The particles were characterized by transmission electron microscopy (TEM, JEOL-100CX), and the particle size and size distribution were calculated using an image analysis program and by measuring the diameters of at least 300 particles. The surface charge of modified USPIO was determined by measuring the ζ potential as a function of pH value of USPIO suspensions using a particle charge detector (PCD 03, Muetec, Herrsching, Germany).
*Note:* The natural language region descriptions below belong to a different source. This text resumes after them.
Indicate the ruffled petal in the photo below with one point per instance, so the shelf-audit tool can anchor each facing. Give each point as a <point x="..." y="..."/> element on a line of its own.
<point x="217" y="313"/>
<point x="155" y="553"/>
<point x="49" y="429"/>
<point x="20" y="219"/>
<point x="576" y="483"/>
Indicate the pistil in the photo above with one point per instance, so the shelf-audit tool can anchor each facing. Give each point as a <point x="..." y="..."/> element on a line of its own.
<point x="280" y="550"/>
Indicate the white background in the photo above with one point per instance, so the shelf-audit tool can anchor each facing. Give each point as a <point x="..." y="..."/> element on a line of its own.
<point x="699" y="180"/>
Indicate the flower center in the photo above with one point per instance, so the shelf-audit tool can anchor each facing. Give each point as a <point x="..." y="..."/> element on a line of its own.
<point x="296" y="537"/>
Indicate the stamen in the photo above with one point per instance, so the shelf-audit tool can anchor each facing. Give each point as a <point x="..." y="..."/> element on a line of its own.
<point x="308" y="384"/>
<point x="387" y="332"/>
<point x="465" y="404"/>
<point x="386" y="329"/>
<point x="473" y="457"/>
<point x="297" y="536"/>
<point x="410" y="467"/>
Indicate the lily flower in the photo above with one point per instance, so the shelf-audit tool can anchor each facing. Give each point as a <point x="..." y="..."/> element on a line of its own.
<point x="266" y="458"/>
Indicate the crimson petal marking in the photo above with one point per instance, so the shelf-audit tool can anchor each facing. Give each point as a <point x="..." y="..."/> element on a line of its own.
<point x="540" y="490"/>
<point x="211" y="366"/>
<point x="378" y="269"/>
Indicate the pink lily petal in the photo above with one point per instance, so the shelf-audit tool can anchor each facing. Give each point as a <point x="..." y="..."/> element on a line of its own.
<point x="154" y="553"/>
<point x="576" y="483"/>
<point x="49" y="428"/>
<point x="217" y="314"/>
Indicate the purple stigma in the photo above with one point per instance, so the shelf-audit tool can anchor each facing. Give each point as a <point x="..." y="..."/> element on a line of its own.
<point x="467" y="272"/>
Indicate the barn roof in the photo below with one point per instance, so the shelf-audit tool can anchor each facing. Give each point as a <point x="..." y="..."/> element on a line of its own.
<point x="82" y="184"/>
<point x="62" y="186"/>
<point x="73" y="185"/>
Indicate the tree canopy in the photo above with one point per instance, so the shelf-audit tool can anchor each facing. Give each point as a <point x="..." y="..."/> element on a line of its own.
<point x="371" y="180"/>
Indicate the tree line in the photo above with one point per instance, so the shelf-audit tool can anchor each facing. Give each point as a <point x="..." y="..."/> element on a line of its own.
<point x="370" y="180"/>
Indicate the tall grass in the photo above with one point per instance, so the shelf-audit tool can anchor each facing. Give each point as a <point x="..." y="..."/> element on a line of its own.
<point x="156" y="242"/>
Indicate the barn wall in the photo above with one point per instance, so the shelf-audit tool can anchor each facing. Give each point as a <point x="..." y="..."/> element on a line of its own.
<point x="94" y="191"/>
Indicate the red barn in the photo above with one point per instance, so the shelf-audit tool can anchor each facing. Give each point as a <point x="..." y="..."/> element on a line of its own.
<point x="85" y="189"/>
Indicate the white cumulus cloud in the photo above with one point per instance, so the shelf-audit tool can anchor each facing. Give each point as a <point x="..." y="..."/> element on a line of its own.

Energy dispersive X-ray analysis, attached to scanning electron micrograph (LEO 1530 VP) and organic elementary analysis [inductively coupled plasma (ICP), IRIS Advantage 1000], were done to investigate whether there was an APTMS coating layer on the surface of the particles.
To determine the relaxivities, the particles were diluted in distilled water in concentrations between 0.001 and 100 μg/mL. T1 and T2 relaxation times of the suspensions were determined using 1.5-T whole-body MR scanner (Siemens Symphony, Erlangen, Germany) in combination with a custom-made radiofrequency coil for excitation and signal reception ( 37). For the determination of the T2 relaxation times, a Carr-Purcell-Meiboom-Gill sequence was used [repetition time (TR), 2,000 ms; echo time (TE) range, 30–960 ms, 32 echoes; field of view (FOV), 134 × 67 mm; matrix, 128 × 64; slice thickness, 10 mm; bandwidth, 40; number of excitations, 3]. T1 relaxation times were obtained using a saturation recovery turbo FLASH sequence with different inversion times (TR, 7,160 ms; TE, 1.67 ms; inversion time, 90–4,000 ms; FOV, 200 × 150 mm; matrix, 52 × 128; slice thickness, 2 mm). T1 and T2 relaxation rates were plotted against the iron concentrations in the particle dilutions. The relaxivities were determined by a linear fit.
Coupling of RGD Peptides to APTMS-USPIO
1-Ethyl-3-(dimethylaminopropyl)carbodiimide hydrochloride (0.4 mg) and N-hydrosuccinimide (0.6 mg) were added to 1 mL 2-(N-morpholino)ethane sulfonic acid buffer (0.1 mol/L, pH 6). Two hundred micrograms of the RGD peptide cyclo(Arg-Gly-Asp-d-Tyr-Glu) were added to 300 μL of the mixture and incubated for 15 min at room temperature. Twenty milligrams of USPIO were dispersed into the solution and incubated for 60 min at room temperature. Then, USPIOs were separated with a magnet and washed thrice with PBS.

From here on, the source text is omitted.